The explanted tissues were immediately fixed in 4% paraformaldehyde in phosphate-buffered saline for 16 hours at 20 °C. The tissues were then transferred to 70% ethanol and stored at 4 °C until processing. Processing included dehydration in graded solvents and then embedding in paraffin. Tissue sections were cut at 5µm and stained with Masson’s trichrome.

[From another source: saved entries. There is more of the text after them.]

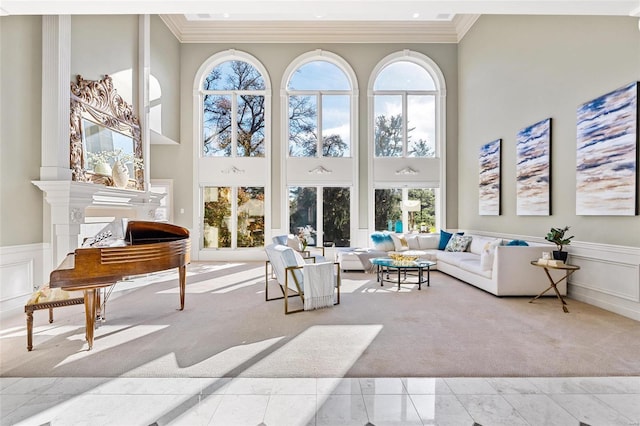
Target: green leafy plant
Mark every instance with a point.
(110, 157)
(556, 236)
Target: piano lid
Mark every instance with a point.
(122, 232)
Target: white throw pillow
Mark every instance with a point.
(399, 242)
(458, 243)
(488, 253)
(413, 242)
(429, 242)
(294, 242)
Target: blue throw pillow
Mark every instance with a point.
(445, 237)
(380, 237)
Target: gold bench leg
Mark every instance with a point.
(29, 328)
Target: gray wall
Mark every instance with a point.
(276, 58)
(106, 45)
(21, 202)
(515, 71)
(165, 68)
(507, 73)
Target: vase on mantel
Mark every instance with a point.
(120, 174)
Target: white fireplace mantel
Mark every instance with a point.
(71, 203)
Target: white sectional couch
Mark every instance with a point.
(503, 270)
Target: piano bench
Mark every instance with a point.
(48, 298)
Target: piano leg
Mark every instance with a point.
(182, 270)
(90, 308)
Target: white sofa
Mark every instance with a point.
(505, 270)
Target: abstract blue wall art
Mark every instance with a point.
(607, 154)
(489, 196)
(533, 169)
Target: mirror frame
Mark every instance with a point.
(98, 101)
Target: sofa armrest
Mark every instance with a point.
(514, 274)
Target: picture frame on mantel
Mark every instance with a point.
(490, 179)
(607, 154)
(533, 169)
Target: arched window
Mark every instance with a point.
(319, 114)
(407, 138)
(233, 110)
(232, 168)
(404, 111)
(319, 111)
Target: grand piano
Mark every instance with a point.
(122, 249)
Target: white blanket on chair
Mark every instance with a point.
(319, 285)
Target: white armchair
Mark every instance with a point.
(294, 242)
(317, 284)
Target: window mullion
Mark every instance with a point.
(319, 123)
(405, 126)
(320, 215)
(234, 123)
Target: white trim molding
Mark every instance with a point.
(609, 275)
(23, 268)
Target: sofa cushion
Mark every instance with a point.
(413, 241)
(399, 242)
(478, 243)
(428, 241)
(458, 243)
(445, 237)
(382, 241)
(454, 258)
(473, 265)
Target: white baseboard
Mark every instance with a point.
(23, 268)
(609, 275)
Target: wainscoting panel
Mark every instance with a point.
(22, 269)
(609, 276)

The thickness of the zone of inflammation surrounding the implanted elastomers was calculated as the mean of 8 measurements taken from 5 slides chosen randomly.

3.7. Statistics

The data are presented as the mean ± the standard deviation about the mean. Where reported, pair-wise comparisons at each time point were performed using a one-way ANOVA with a Tukey post-hoc analysis. Means were considered significantly different for p < 0.05.

4. Conclusions

Elastomers based on UV-photocrosslinked star copolymers of trimethylene carbonate (TMC) copolymerized with either d,l-lactide (DLLA) or Σ-caprolactone (CL) were well tolerated when implanted intramuscularly in rats. These elastomers degraded relatively slowly in a manner consistent with a bulk erosion mechanism. The TMC: DLLA elastomers exhibited a nearly linear loss in modulus with implantation time, a property that may be advantageous for their use as scaffolds for soft, elastic tissue engineering. The modulus change with time of the TMC:CL elastomers, i.e., little to no change over 30 weeks, is more suited for applications where the elastomer is to withstand a load over prolonged periods of time.